Gabriel Bénédict
This repository contains the supporting material for the paper Intent-based Satisfaction Modeling – From Music to Video Streaming. A reproducibility study of Mehrotra et. al. 2019.
The plots shown here are made with real Videoland data. In order to run the code yourself, download the repo and run the .Rmd file. Trivial data simulation is provided below instead of real user data (GDPR compliance). You can expect therefore the plots to change.
Change this value to false, to make the code executable with fake data
realData = T
# data wrangling
library(data.table) # faster and arguably nice syntax
library(magrittr) # allows piping such as %>% or %<>%
library(stringr) # for string operations like str_replace
library(tidyr) # separate
library(knitr) # especially to make tables with kable
library(dplyr)
library(purrr)
library(MASS)
# plotting
library(ggcorrplot)
library(ggplot2)
# Bayes
library(tidybayes)
library(bayesplot) # plot bayesian model
library(brms)
This is probably a research topic of its own. This data is only there for the code to run. We thus go with the simplest approach, without considering correlations between variables.
possibleIntents <- c('Decisive - catch-up' , 'Decisive - continuewatching' , 'Decisive - livetv' , 'Decisive - specifictitle' , 'Explorative - addwatchlist' , 'Explorative - genre' , 'Explorative - new' , 'Explorative - watchlist')
behaviorNames <- c('numPlays' , 'timeToFirstPlay' , 'numTrailerPlays' , 'timeToFirstTrailer' , 'nBookmarks' , 'nProfileClicks' , 'nAccounts' , 'nStrips' , 'nSearches' , 'nSeriesDescr' , 'nMoviesDescr' , 'sessionLength')
possibleIntentsOrigNames <- c("Decisive_catch-up", "Decisive_continuewatching", "Decisive_livetv", "Decisive_specifictitle", "Inspiration_addwatchlist", "Inspiration_genre", "Inspiration_new", "Inspiration_watchlist")
N <- 3000
responded <- data.frame(satisfaction = sample(1:5, N, replace = T)) %>% setDT
for(i in 1:length(possibleIntents)){
responded[, (possibleIntents[i]) := sample(0:1, N, replace = T)]
}
for(i in 1:length(behaviorNames)){
responded[, (behaviorNames[i]) := rnegbin(N, mu = 1, theta = 1)]
}
responded[, sessionId := 1:N]
measureVars <- names(responded) %>% .[grep("-",.)]
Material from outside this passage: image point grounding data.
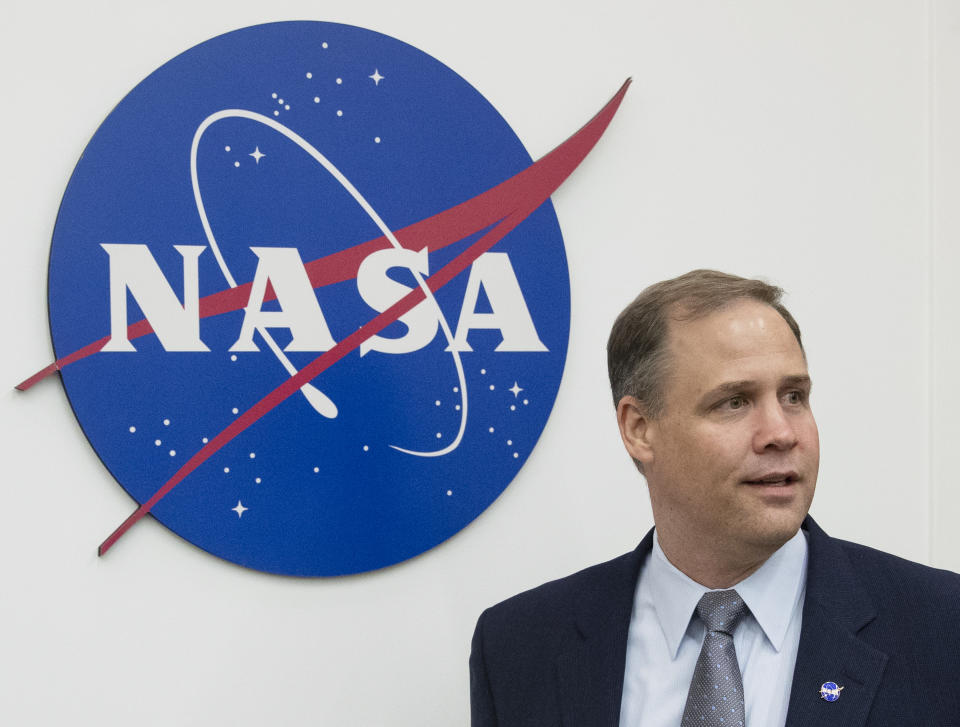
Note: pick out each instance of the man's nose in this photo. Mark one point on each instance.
(775, 428)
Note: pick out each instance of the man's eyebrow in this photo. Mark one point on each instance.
(729, 388)
(802, 381)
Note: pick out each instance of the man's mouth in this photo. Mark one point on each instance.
(774, 479)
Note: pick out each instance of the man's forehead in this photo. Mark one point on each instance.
(744, 340)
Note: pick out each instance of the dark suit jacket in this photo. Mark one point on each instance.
(885, 629)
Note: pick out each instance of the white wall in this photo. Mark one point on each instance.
(808, 141)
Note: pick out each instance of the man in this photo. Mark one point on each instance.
(737, 609)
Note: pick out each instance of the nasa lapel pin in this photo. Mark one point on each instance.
(830, 692)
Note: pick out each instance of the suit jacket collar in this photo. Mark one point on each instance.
(836, 608)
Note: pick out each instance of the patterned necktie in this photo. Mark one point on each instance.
(715, 698)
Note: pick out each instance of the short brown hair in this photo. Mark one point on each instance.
(637, 355)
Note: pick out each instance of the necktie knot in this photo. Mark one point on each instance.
(721, 610)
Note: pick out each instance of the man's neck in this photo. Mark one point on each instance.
(712, 565)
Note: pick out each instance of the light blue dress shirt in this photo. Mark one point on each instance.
(664, 640)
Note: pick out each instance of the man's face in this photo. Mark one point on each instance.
(733, 458)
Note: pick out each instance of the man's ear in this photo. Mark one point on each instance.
(636, 429)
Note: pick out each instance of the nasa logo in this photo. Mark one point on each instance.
(309, 298)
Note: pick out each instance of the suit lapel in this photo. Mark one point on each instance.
(591, 664)
(835, 609)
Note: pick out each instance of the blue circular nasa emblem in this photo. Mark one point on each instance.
(293, 311)
(830, 692)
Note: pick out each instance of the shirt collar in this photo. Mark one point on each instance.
(771, 592)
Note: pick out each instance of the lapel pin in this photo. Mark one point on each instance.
(830, 692)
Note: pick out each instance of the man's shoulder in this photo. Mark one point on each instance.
(564, 597)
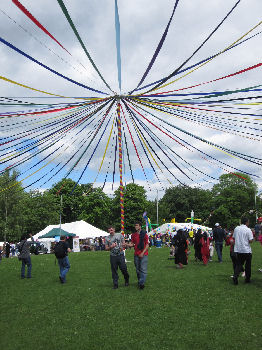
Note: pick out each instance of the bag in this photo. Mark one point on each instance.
(59, 250)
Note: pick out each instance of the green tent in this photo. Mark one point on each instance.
(57, 232)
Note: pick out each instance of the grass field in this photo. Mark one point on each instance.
(194, 308)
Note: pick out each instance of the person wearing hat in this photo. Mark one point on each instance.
(219, 236)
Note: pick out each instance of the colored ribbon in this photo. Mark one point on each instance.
(117, 27)
(65, 12)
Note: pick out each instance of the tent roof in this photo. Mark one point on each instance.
(81, 229)
(57, 232)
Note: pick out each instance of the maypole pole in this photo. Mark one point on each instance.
(121, 187)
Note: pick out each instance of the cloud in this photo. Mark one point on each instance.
(142, 25)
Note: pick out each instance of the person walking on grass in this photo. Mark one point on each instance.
(219, 236)
(115, 243)
(140, 243)
(197, 247)
(24, 256)
(181, 245)
(61, 252)
(243, 237)
(205, 251)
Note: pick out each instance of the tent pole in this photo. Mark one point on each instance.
(121, 188)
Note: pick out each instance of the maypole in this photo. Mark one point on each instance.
(121, 187)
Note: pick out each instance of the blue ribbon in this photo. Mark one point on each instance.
(117, 26)
(48, 68)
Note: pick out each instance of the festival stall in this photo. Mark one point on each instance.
(81, 229)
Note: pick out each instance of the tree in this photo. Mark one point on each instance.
(71, 201)
(135, 205)
(179, 201)
(96, 208)
(10, 211)
(233, 197)
(40, 210)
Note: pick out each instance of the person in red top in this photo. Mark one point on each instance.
(140, 243)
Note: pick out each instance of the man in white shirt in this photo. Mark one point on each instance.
(243, 237)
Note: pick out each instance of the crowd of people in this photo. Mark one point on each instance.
(238, 239)
(180, 243)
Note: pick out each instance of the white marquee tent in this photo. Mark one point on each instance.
(81, 228)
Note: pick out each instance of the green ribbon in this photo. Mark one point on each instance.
(64, 9)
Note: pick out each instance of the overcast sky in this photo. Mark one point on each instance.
(142, 25)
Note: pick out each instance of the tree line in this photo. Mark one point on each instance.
(23, 212)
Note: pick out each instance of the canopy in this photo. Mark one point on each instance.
(82, 229)
(57, 232)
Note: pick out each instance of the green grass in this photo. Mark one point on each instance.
(194, 308)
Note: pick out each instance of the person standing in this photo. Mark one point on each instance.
(115, 243)
(61, 252)
(181, 245)
(243, 237)
(7, 249)
(204, 243)
(219, 236)
(197, 246)
(140, 243)
(24, 256)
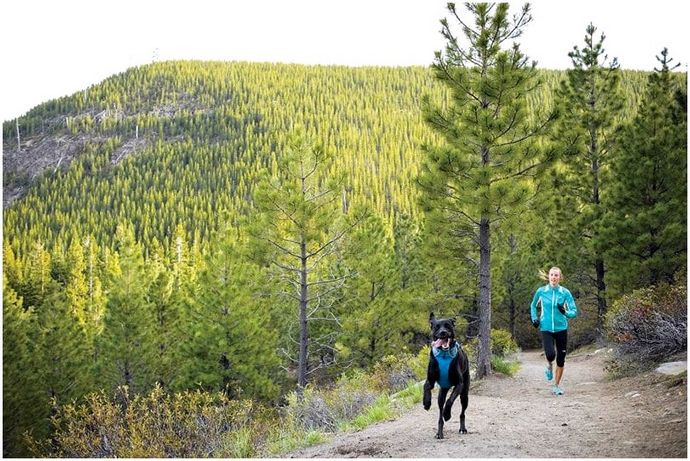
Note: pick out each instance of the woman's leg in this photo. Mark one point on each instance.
(561, 338)
(549, 352)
idVars <- names(responded) %>% .[-grep("-",.)]
intentsLong <- melt(responded, id.vars = idVars, measure.vars = measureVars,
variable.name = "intent")[order(sessionId)][value == 1, !"value"] %>%
separate(intent, c("group", "intent"), "-")
behaviorLong <- melt(responded, id.vars = c("sessionId", "satisfaction"),
measure.vars = behaviorNames,
variable.name = "behavioral variable")
If you are running a website and are tracking users with Google Analytics, the Bigquery code here, will allow you to retrieve the same behavioral data as ours. Custom dimensions are proper to our platform and will differ depending on your setup.
behaviors <- behaviorNames %>% paste(., collapse =" + ") # useful for modelling
possibleIntents <- names(responded[,`Decisive - catch-up`:`Explorative - watchlist`])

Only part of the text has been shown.